So they made sure that Casey was comfortable by keeping handling to a minimum, as otherwise she would get very stressed, and would hiss and swipe at anyone who approached.
Once Casey had her kittens, the plan was to neuter and release her back to her colony. But although Casey was scared, as time went on, it became clear that she wasn’t actually behaving like a typical feral.
After Casey’s kittens had been weaned, she began sitting at the front of her pen watching the staff – something she had not dared to do before. She had been in their care for two months now, and was finally beginning to trust humans again.
They discovered that Casey loved to play, and decided to keep her a little longer to see if she was truly feral.
Lucas, one of the junior animal care leaders, spent a lot of time with Casey. He spent weeks just sitting in her company, without putting any pressure on her to interact with him. Casey loves her food, so between toys and treats, a bond was formed.
Nowadays, you can hear Casey spending most of her time playing loudly with her toys – the jingly ball and the tunnel are her favourites. When she’s not playing, she will sit at the front of her pen watching what the staff are doing.
Her trust in people has grown so much that she is happy for her carers to enter her pen, and will even come over and rub her chin on their hands – although actually stroking her can be a step too far if she doesn’t know you yet!
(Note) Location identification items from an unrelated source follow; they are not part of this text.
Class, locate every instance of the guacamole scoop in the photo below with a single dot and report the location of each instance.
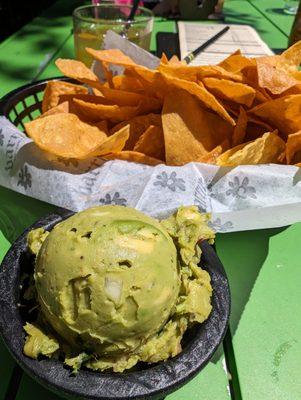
(116, 287)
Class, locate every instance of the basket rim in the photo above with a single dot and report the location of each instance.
(10, 95)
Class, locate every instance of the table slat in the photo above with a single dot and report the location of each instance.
(273, 11)
(6, 361)
(243, 12)
(264, 274)
(30, 49)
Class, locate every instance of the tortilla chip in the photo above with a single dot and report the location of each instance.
(108, 74)
(151, 143)
(212, 156)
(127, 83)
(236, 63)
(61, 108)
(195, 73)
(54, 89)
(174, 60)
(97, 112)
(283, 113)
(77, 70)
(291, 57)
(163, 59)
(267, 149)
(206, 98)
(190, 132)
(276, 81)
(232, 91)
(138, 125)
(133, 156)
(240, 129)
(112, 144)
(112, 56)
(103, 126)
(65, 135)
(124, 98)
(293, 148)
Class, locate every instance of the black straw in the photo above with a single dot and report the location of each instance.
(130, 18)
(191, 56)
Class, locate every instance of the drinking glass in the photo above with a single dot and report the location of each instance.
(90, 24)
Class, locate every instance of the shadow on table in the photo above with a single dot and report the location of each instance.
(243, 254)
(279, 11)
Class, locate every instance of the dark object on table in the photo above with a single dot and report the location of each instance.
(130, 18)
(191, 56)
(151, 381)
(168, 43)
(187, 9)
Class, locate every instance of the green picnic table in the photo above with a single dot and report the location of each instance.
(260, 356)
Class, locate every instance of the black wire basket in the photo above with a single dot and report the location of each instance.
(25, 103)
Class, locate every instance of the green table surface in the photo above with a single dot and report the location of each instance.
(260, 356)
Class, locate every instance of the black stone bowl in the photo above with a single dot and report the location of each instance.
(150, 381)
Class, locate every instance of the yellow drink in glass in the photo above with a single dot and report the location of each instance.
(90, 24)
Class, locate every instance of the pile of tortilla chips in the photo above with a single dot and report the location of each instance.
(241, 111)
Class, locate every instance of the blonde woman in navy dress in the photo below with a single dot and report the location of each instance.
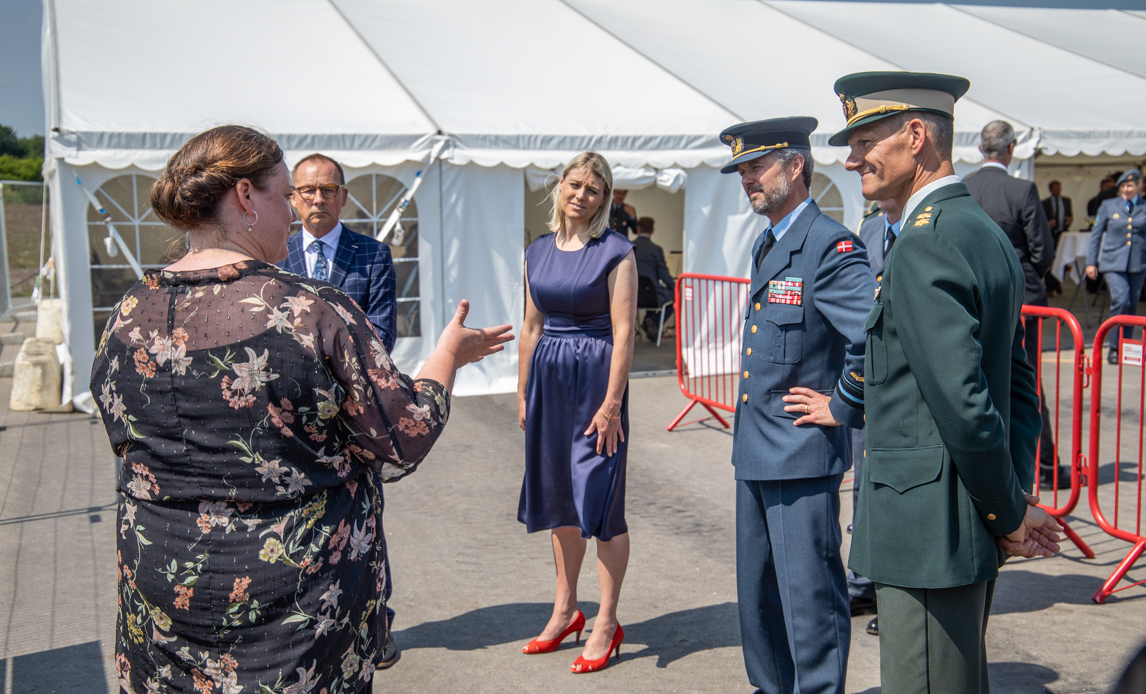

Four months after her arrival, Casey is finally confident enough to be adopted. Find out more about her by visiting her profile.
Sometimes, animals like Casey come to NAWT with more challenging behaviours. This means that more time will be needed for those behaviours to be worked on before they are put up for adoption. At NAWT, our policy will always be to give animals as long as they need to be ready to find their forever home.